1 Corinthians 15:14-19
Investigators: Resurrection #3
Several years ago, I made one of the best parenting decisions I have ever made: to combine our breakfasts and dinners with devotion, teaching, singing, and prayer. These are the voyages, the captain’s logs, of these merry meetings, which form our family’s faith, one meal at a time.

Captain's Log: Table Time ~ Friday, September 5th, 2025 ~ Vespers

14 And if Christ has not been raised, then our preaching is in vain and your faith is in vain... 17 And if Christ has not been raised, your faith is futile and you are still in your sins. 18 Then those also who have fallen asleep in Christ have perished. 19 If in Christ we have hope in this life only, we are of all people most to be pitied.

The third installment of the investigators series. We continue to see the value of repetition. In the past my idea of repetition was narrow. Saying or doing the same thing many times until it becomes a habit or is committed to memory. But there is more breadth and depth to repetition. A catechism is a good example. We return to the catechism each day. This is a repetition. But the questions and answers change, develop. We become increasingly familiar with “catechism,” but through varied experiences of it. 

A history quiz would be another one.

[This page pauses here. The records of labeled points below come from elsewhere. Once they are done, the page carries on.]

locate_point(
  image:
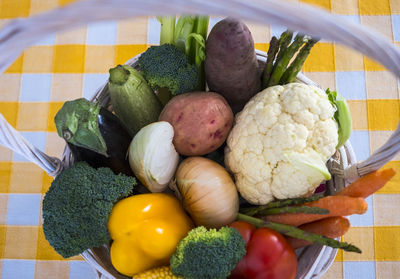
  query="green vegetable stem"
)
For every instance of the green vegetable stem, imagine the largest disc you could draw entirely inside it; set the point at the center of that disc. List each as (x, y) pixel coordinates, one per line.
(293, 209)
(281, 64)
(342, 116)
(132, 98)
(298, 233)
(278, 68)
(269, 65)
(167, 29)
(188, 35)
(291, 72)
(256, 210)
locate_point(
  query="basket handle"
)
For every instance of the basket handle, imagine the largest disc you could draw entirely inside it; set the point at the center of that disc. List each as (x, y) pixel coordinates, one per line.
(12, 139)
(21, 33)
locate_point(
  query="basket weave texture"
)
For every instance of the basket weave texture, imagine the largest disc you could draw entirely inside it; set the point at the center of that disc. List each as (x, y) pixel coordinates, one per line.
(18, 35)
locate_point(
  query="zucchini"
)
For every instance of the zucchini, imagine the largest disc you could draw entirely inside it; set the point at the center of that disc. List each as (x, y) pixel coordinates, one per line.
(133, 101)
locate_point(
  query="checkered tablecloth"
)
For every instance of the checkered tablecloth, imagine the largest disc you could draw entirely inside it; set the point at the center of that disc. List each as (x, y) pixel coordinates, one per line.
(73, 64)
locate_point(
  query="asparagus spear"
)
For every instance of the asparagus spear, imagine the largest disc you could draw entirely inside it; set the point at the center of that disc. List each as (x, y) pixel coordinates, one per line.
(280, 65)
(284, 41)
(293, 209)
(297, 233)
(291, 72)
(286, 202)
(272, 51)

We regularly run through the periods of history (from classical to middle to early modern through modern) with our own selected major figures and events. As we do this we all become more acquainted with the content, but through discussions about it that are always slightly different than the time before. Think of the difference between repeatedly tracing over the outline of a picture versus repeatedly colouring in a picture with a different colour each time. 

But where was I? The court heard Wong Tu this evening. Wong Tu denies the resurrection as the explanation of the empty tomb, resurrection appearances, apostolic preaching, etc. His counter-hypothesis? That the disciples did, in fact, discover an empty tomb, because they went to the wrong one! That’s right. Mr. Wong Tu is a proponent of the “wrong tomb” hypothesis. 

‘How likely is it that all three groups were mistaken about the tomb? Each with their different reasons for remembering it?’

Suffice to say we heard the responses from the apostolic witnesses and were more than satisfied with them. We discussed for the first time the idea of plausibility. This is because our major line of argument tonight involved cumulative implausibility. Namely, that multiple separate groups of people were mistaken about the location of Jesus’ tomb. First the disciples, then the Romans (who posted a guard there), then the Jews (who affirmed the empty tomb by claiming the body had been stolen). ‘How likely is it that all three groups were mistaken about the tomb? Each with their different reasons for remembering it?’ The children were not impressed with the plausibility of this.

We sang our new “As For Me” song more times than I had energy for. I gave thanks that we could have such confidence in the resurrection (this series was born out of Lewis beginning to ask questions about the reliability of the resurrection in particular, and the faith in general). I also gave thanks for the comfort available to us through the knowledge that since Jesus is risen, our sins are forgiven. And the children helped me coin a new phrase, capturing the importance of the resurrection in light of 1 Corinthians 15:17: “If Jesus isn’t risen, our sins are not forgiven!”

How wonderful that as I attempt to pass on the fire to my children, the Lord fans the flames in my heart again.

My own confidence in the resurrection is growing as we move through the series, which I, so focused on the children, was not expecting. This strikes me and warms my heart, because it was an acquired confidence in the resurrection that brought me to God in the beginning. How wonderful that as I attempt to pass on the fire to my children, the Lord fans the flames in my heart again. He fathers me as I father them.